Despite the failure of
An Evening with Richard Nixon
, much of the year had been productive. As soon as they took possession of La Rondinaia in June, Gore felt as if once again he had a home, as he had only once before felt he had, at Edgewater. Here, though, most friends had to be imported, usually for short visits, with the exception of an Englishman who lived in walking distance and who, with his dog Caligula, introduced himself soon after their arrival. A writer specializing in historical novels and books about flowers, Michael Tyler-Whittle, two years younger than Gore, had been trained in law and literature and had become an Anglican clergyman. A superb amateur botanist, he would be elected a fellow of the Linnaean Society. Deeply conservative in theology, he was an oversized, affectionate man, a lover of good food and wine, and an avid social conversationalist who thought matters of liturgy and ritual more important than considerations of personal conduct, especially sexual matters. He had faith that God would accept and forgive. Gore's sexual preferences did not distress him in the least. Recently married, he had moved in 1970 from England to the Amalfi coast, which had become the base for his ministrations to the Anglicans in the area and pastoral activities in other parts of Italy. Widely known as the “vicar of the divine coast,” he and Gore immediately took to one
another. Tyler-Whittle and Howard got along well. Soon he was a frequent visitor at La Rondinaia.

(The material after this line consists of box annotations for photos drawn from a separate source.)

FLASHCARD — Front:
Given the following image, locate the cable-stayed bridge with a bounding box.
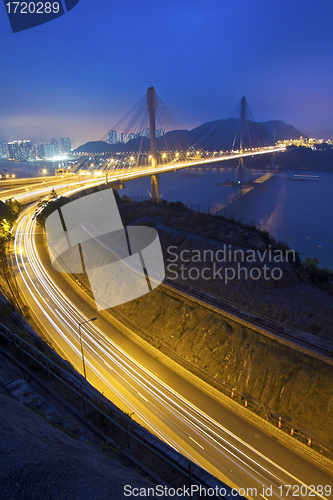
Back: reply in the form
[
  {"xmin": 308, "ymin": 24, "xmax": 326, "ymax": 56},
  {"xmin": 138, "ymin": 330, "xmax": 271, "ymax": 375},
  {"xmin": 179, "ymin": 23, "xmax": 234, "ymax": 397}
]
[{"xmin": 75, "ymin": 87, "xmax": 285, "ymax": 201}]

Most other visitors had to come from a much greater distance, including Claire, probably exhausted by Hilly, with whom there was increasing tension. She came with her young daughter for two weeks in July 1972. “
I think you know how much
our friendship means to me,” she wrote to Gore, “and that I
do
love you. I mean that completely, and see no reason to change. We are very lucky. Few people have so much between them as we do.” Gore himself had communicated that sentiment to her and the world, without using her name, in
Two Sisters
. “
Recently I spent
an afternoon full of silences in the Protestant Cemetery,” he had written, “with someone I did not have an affair with a dozen years ago—too much silence at a crucial moment on a midnight beach, and a sense she was distracted by someone else—yet we continue to see one another year after year and affection grows, unstated and undefined and all the deeper perhaps for that…. I think how remarkably beautiful she is, as one marriage ends and another begins, and how we are once again together, in transit, emotionally. I prepare myself for the new husband, hopefully an improvement on the old.” Claire had been and continued to be a road not taken. But, as she later remarked, “it was there [that feeling with Gore]. But I was always in love with other people. I loved Gore. Very continuously. Those letters [from me to him] surprised me. No, it was never meant to come to anything. When something is there like that it will always be there. I never thought it would come to anything. I don't know why. I never really knew or thought that Gore was gay…. I was so dumb in those days. Awfully dumb because he didn't stop telling everybody. Certainly in Rome I did know. Those things don't matter if you want to have a life with someone, but there was never any question about that…. We never talked about a life together.” Howard and Gore, though, did speculate then and later about what might have been. “There are many times we've spoken about what would have happened if,” Howard recalled. “And I say, ‘You really should have married Claire. She's wonderful company, and she would have fit right in here beautifully.' I'm not quite serious, you know. Gore sometimes says, ‘Yeah, it depends.' Of all the women that we do know, she would have been the best.”